"Premature optimisation is the root of all evil." -- Donald Knuth

Knuth's famous quotation applies to many of these constructs. Especially as readability is often never included in such benchmarks :). I was glad to see your warning at the top of the quiz but I thought I'd add my own.

Question 9-10 in particular can be very misleading; especially given that you don't show your method. As it's showing a counting loop, instead of an array iteration loop, it could easily trap the unwary. See Efficient Looping Constructs for some good discussion on this.

I'm also a little inclined to question your methodology. Are you using subs with lexicals to make sure they don't have any interaction with each other? I'm not saying you're doing anything wrong, just some of these results suprised me and don't compare with my benchmarks. This could just be differences in our approach and choice of test strings.

As a side note, consider for ($i=1; $i < $n+1; $i++). You're doing an extra assignment in there every loop. That slows it down considerably for ($i=1; $i <= $n; $i++) is quite a bit faster (and clearer IMO, though not as clear as Perl-ish for). Seeing a foreach along the lines of for my $i (1..$n) might have been nice too, and the results might suprise you :).

Counting loops have already been covered, but I can't seem to find a good node comparing C style for(;;) loops against Perl style foreach when iterating over lists/arrays (probably their most common usage). So read on if you want a quick benchmark.

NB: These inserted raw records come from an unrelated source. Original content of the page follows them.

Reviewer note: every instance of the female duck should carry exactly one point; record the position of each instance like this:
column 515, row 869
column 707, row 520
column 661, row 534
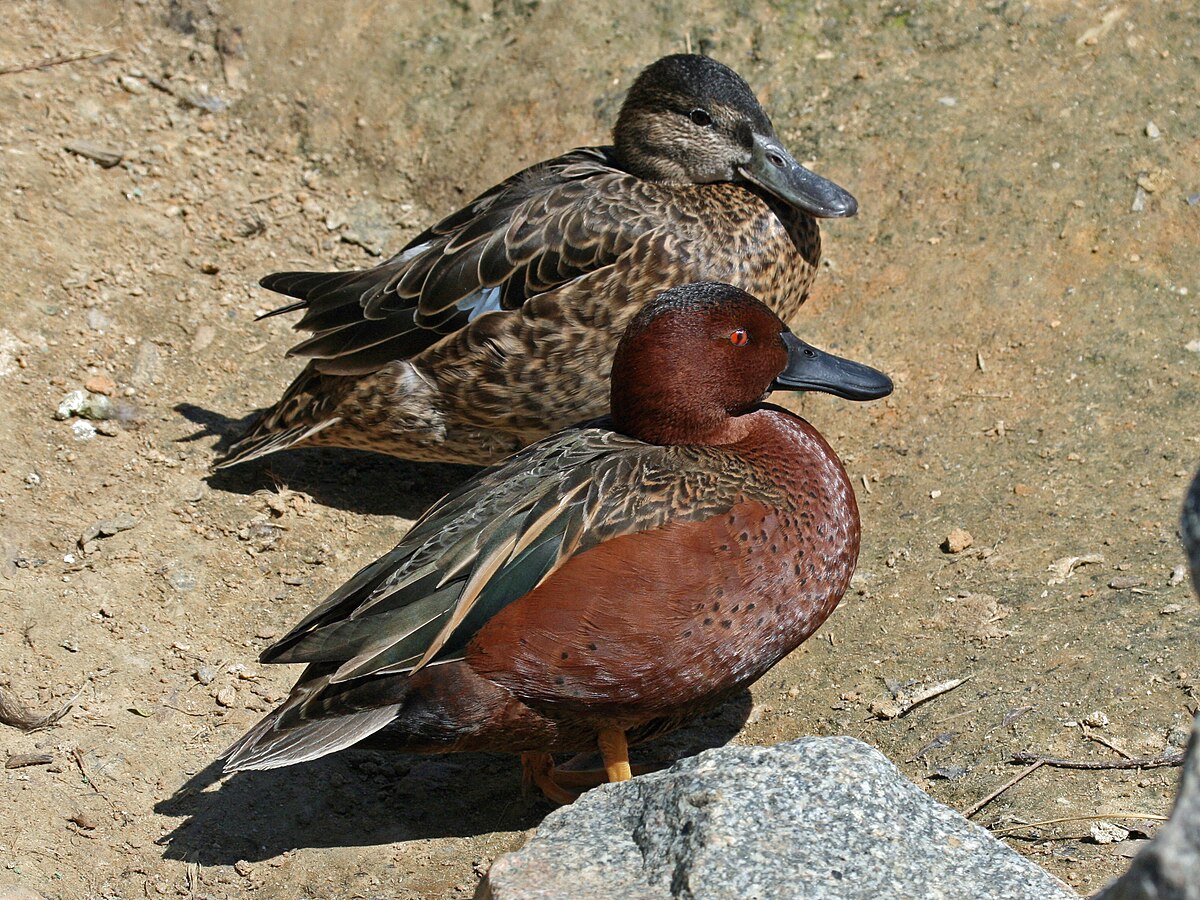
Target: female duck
column 497, row 325
column 607, row 583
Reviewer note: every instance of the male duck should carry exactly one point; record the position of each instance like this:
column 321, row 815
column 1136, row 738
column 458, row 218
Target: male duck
column 497, row 325
column 607, row 583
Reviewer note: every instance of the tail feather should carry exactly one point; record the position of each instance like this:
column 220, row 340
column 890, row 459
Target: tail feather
column 264, row 747
column 263, row 441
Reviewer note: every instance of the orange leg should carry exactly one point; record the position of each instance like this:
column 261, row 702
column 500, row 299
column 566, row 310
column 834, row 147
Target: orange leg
column 615, row 750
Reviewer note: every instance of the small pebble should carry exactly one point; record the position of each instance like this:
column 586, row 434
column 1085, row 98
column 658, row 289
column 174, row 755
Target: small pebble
column 19, row 761
column 958, row 540
column 18, row 892
column 1108, row 833
column 1126, row 581
column 100, row 384
column 100, row 154
column 131, row 85
column 84, row 820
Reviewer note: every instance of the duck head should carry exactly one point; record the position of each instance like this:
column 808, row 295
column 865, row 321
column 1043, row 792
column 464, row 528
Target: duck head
column 689, row 119
column 699, row 355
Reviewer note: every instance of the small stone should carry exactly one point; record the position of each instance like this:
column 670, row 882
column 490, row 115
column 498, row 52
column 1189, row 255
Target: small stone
column 958, row 540
column 1123, row 582
column 131, row 85
column 19, row 761
column 1153, row 181
column 84, row 820
column 100, row 384
column 100, row 154
column 1108, row 833
column 84, row 405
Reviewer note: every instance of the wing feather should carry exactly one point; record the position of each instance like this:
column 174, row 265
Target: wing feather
column 533, row 233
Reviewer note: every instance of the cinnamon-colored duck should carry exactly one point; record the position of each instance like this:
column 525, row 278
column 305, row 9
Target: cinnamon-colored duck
column 497, row 325
column 607, row 583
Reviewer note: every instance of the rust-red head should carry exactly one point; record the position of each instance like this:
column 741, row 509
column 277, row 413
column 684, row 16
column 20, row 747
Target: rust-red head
column 699, row 354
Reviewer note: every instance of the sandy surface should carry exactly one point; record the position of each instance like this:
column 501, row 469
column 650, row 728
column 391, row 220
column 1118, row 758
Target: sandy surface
column 1024, row 265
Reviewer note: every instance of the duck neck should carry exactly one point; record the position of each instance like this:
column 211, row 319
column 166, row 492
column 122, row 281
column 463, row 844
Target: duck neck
column 666, row 424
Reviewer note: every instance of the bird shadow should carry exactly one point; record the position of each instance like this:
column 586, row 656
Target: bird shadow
column 331, row 477
column 369, row 798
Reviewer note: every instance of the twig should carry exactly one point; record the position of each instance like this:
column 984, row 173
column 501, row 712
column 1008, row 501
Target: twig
column 904, row 702
column 1092, row 736
column 1138, row 762
column 1025, row 773
column 52, row 61
column 17, row 715
column 1147, row 816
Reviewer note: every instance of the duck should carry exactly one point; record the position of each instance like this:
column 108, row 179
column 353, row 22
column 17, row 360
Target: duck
column 497, row 325
column 605, row 585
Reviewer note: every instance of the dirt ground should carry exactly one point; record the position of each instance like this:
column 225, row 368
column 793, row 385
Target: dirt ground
column 1024, row 265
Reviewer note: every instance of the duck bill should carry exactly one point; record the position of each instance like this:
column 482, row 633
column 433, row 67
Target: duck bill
column 813, row 370
column 774, row 169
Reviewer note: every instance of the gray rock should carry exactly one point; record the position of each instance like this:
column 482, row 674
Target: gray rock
column 1169, row 867
column 816, row 817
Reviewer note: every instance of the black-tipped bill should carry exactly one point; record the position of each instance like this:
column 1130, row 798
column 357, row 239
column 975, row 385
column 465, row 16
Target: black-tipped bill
column 813, row 370
column 773, row 168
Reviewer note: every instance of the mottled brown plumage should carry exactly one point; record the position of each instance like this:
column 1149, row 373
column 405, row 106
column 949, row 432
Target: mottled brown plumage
column 497, row 325
column 606, row 583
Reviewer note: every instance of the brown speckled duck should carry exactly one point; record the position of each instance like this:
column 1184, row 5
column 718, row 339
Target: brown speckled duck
column 497, row 325
column 607, row 583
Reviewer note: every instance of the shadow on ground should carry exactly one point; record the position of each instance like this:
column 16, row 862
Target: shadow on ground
column 365, row 798
column 331, row 477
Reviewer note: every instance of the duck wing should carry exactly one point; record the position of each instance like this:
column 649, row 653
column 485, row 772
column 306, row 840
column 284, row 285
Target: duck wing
column 534, row 232
column 493, row 540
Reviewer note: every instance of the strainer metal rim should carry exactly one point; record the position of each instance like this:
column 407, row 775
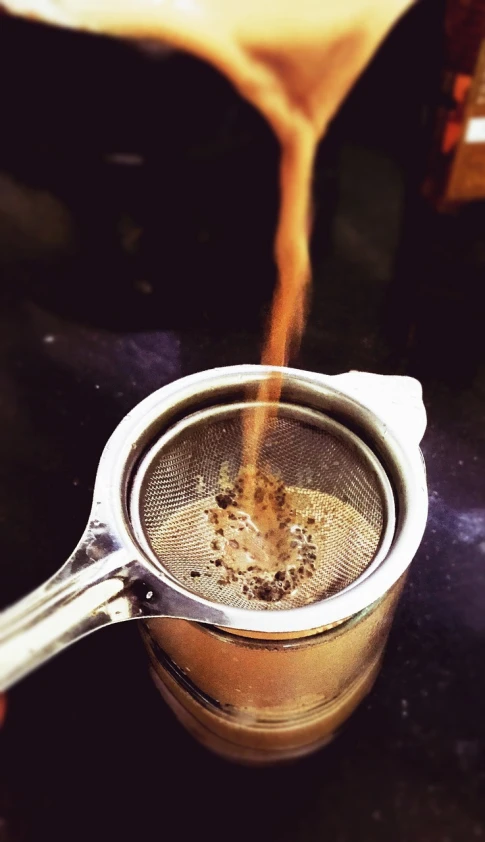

I'm not sure how much, if any, good the inital mem grab does. I thought I detected a difference in the speed the first test ran at higher numbers (and therefore less iterations) but I could be wrong. If a more senior monk could advise on whether my thinking is faulty in this, it would be appreciated.

#!/usr/bin/perl -w use strict; use Benchmark qw(cmpthese); # Yes I do want it to be 5000 if $ARGV[0] is 0 ;) my $n = $ARGV[0] || 5000; # Grab a chunk of memory and give it to perl. my @array = (1..50000); undef @array; cmpthese(-10, { a => "&a($n)", b => "&b($n)", c => "&c($n)", d => "&d($n)", }); sub a { my @a = (1..shift); my $m; for ( @a ) { $m = $_; }; } sub b { my @a = (1..shift); my $m; for my $i ( @a ){ $m = $i }; } sub c { my @a = (1..shift); my $m; $m = $_ for ( @a ); } sub d { my @a = (1..shift); my $m; for (my $i=0; $i <= $#a; $i++) { $m = $a[$i]; }; }

I leave the running of this as an exercise to the reader. Note that -10 in cmpthese() means that each sub will run aproximately 10CPU seconds. To learn how to benchmark your own code, visit turnstep's excellent tutorial

Update: Yes I know I could have just passed a copy of an array, but it's throw away code and copy->paste had already worked it's magic ;).